Drug, Therapy Combo Benefits TBI Patients with Cognitive Problems
According to a study published in Neuropsychopharmacology, combining methylphenidate with cognitive-behavioral rehabilitation may be a potential option to improve outcomes in patients with persistent cognitive problems after traumatic brain injuries.
Methylphenidate, a stimulant drug, is indicated to treat attention-deficit/hyperactivity disorder (ADHD). Researchers from the Indiana University School of Medicine conducted a study (n=71) to compare the efficacy of two forms of cognitive therapy, Memory and Attention Adaptation Training (MAAT) and Attention Builders Training (ABT) with and without methylphenidate.
The 6-week trial enrolled adults who had a traumatic brain injury of at least mild severity at least 4 months prior and reported having cognitive problems or were identified as having cognitive problems during testing. Study patients were divided into four groups: MAAT + methylphenidate, ABT + methylphenidate, MAAT + placebo, and ABT + placebo. Outcome measures included scores on neuropsychological measures and subjective rating scales.

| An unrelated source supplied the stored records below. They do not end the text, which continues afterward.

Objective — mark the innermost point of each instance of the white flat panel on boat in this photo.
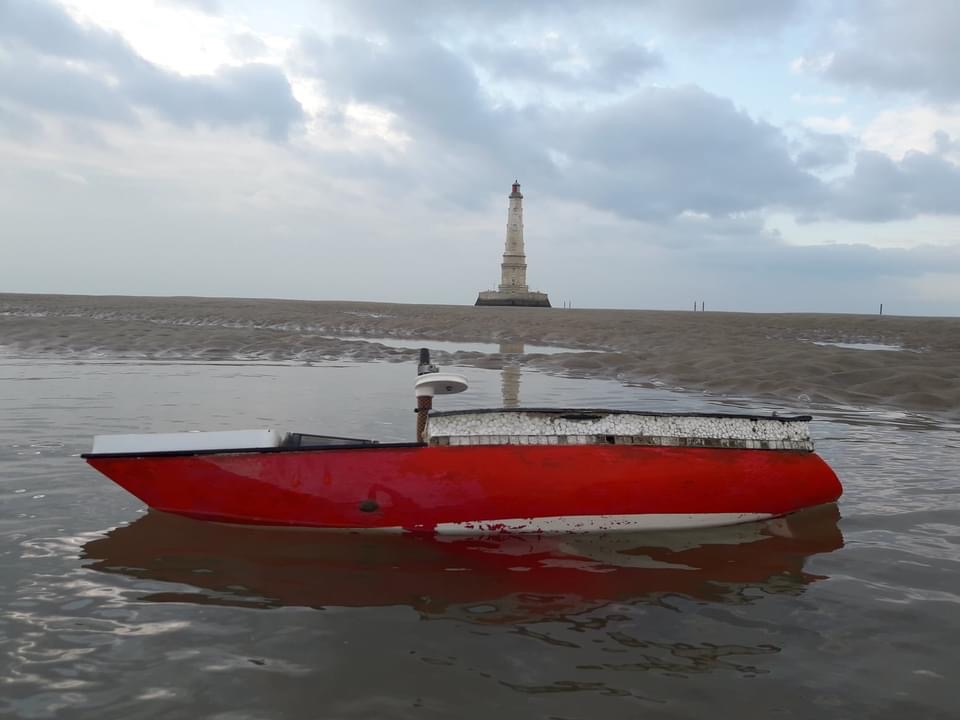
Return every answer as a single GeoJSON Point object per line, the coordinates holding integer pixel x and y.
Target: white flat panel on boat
{"type": "Point", "coordinates": [167, 442]}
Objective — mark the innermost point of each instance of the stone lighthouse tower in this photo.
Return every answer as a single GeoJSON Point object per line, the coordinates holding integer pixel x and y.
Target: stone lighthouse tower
{"type": "Point", "coordinates": [513, 288]}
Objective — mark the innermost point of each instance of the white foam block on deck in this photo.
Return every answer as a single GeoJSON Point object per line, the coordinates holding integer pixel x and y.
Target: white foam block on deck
{"type": "Point", "coordinates": [166, 442]}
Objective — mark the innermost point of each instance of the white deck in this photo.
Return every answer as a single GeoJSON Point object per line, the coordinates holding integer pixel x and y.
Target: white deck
{"type": "Point", "coordinates": [532, 427]}
{"type": "Point", "coordinates": [187, 441]}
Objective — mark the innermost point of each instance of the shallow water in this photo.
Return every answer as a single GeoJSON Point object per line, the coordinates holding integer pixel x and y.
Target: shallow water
{"type": "Point", "coordinates": [112, 612]}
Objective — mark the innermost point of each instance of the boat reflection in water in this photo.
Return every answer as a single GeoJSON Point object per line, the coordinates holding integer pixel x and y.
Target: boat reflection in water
{"type": "Point", "coordinates": [502, 579]}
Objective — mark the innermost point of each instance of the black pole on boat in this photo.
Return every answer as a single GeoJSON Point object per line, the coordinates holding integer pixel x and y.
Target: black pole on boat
{"type": "Point", "coordinates": [424, 402]}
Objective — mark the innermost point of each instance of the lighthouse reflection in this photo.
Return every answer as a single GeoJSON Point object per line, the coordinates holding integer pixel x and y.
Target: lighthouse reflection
{"type": "Point", "coordinates": [492, 580]}
{"type": "Point", "coordinates": [510, 374]}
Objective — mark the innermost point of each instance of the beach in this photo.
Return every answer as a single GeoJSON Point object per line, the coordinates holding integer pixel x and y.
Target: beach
{"type": "Point", "coordinates": [114, 611]}
{"type": "Point", "coordinates": [795, 360]}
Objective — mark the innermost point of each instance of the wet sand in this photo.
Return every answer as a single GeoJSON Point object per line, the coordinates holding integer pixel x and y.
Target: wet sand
{"type": "Point", "coordinates": [773, 357]}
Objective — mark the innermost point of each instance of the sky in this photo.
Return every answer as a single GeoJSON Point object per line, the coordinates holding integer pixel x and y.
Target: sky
{"type": "Point", "coordinates": [789, 156]}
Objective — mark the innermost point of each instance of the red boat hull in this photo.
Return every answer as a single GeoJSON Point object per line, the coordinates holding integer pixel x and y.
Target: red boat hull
{"type": "Point", "coordinates": [469, 489]}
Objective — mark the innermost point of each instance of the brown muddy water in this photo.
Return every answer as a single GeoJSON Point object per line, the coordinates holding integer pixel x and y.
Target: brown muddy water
{"type": "Point", "coordinates": [109, 611]}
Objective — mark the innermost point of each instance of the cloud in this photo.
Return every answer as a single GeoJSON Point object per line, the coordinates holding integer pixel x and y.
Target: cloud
{"type": "Point", "coordinates": [881, 189]}
{"type": "Point", "coordinates": [897, 46]}
{"type": "Point", "coordinates": [247, 45]}
{"type": "Point", "coordinates": [665, 151]}
{"type": "Point", "coordinates": [819, 151]}
{"type": "Point", "coordinates": [603, 67]}
{"type": "Point", "coordinates": [210, 7]}
{"type": "Point", "coordinates": [699, 16]}
{"type": "Point", "coordinates": [51, 63]}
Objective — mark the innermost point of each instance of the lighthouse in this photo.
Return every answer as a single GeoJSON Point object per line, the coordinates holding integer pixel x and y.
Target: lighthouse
{"type": "Point", "coordinates": [513, 289]}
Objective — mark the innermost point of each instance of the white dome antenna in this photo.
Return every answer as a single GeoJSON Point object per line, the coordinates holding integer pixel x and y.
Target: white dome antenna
{"type": "Point", "coordinates": [430, 381]}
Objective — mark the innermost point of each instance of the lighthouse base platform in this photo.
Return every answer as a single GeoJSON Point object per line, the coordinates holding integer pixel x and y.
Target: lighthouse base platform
{"type": "Point", "coordinates": [512, 299]}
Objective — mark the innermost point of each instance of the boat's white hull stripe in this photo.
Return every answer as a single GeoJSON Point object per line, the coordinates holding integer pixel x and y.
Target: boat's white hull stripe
{"type": "Point", "coordinates": [599, 523]}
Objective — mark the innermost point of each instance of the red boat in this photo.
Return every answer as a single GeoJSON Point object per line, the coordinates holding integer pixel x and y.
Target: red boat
{"type": "Point", "coordinates": [483, 471]}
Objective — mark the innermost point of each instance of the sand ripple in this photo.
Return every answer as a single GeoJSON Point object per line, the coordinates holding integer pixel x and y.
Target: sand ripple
{"type": "Point", "coordinates": [755, 355]}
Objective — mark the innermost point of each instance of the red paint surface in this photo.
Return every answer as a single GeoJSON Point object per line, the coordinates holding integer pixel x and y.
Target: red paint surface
{"type": "Point", "coordinates": [419, 487]}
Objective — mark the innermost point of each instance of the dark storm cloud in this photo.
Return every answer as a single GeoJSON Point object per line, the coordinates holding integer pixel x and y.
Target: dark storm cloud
{"type": "Point", "coordinates": [900, 45]}
{"type": "Point", "coordinates": [51, 63]}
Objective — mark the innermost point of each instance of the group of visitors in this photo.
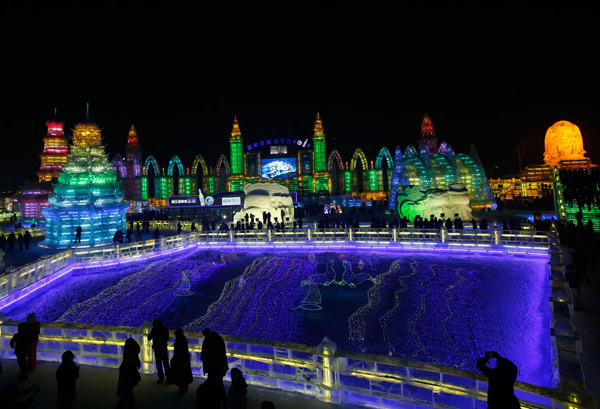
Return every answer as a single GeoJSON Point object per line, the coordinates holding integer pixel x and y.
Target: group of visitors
{"type": "Point", "coordinates": [9, 243]}
{"type": "Point", "coordinates": [211, 393]}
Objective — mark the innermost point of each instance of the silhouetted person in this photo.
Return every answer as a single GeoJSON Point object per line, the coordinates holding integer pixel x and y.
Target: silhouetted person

Study authors found that after 6 weeks, there were statistically significant treatment-related improvements in cognitive functioning for word list learning in the MAAT + placebo vs. ABT + placebo group. Nonverbal learning outcome measures were better in the MAAT + methylphenidate group vs. MAAT + placebo group. Auditory working memory and divided attention outcome measures were better in the MAAT + methylphenidate group vs. ABT + methylphenidate group.
The findings, though preliminary, suggest that combined treatment with MAAT and methylphenidate can improve attention, episodic and working memory, and executive functioning following traumatic brain injury, the authors concluded.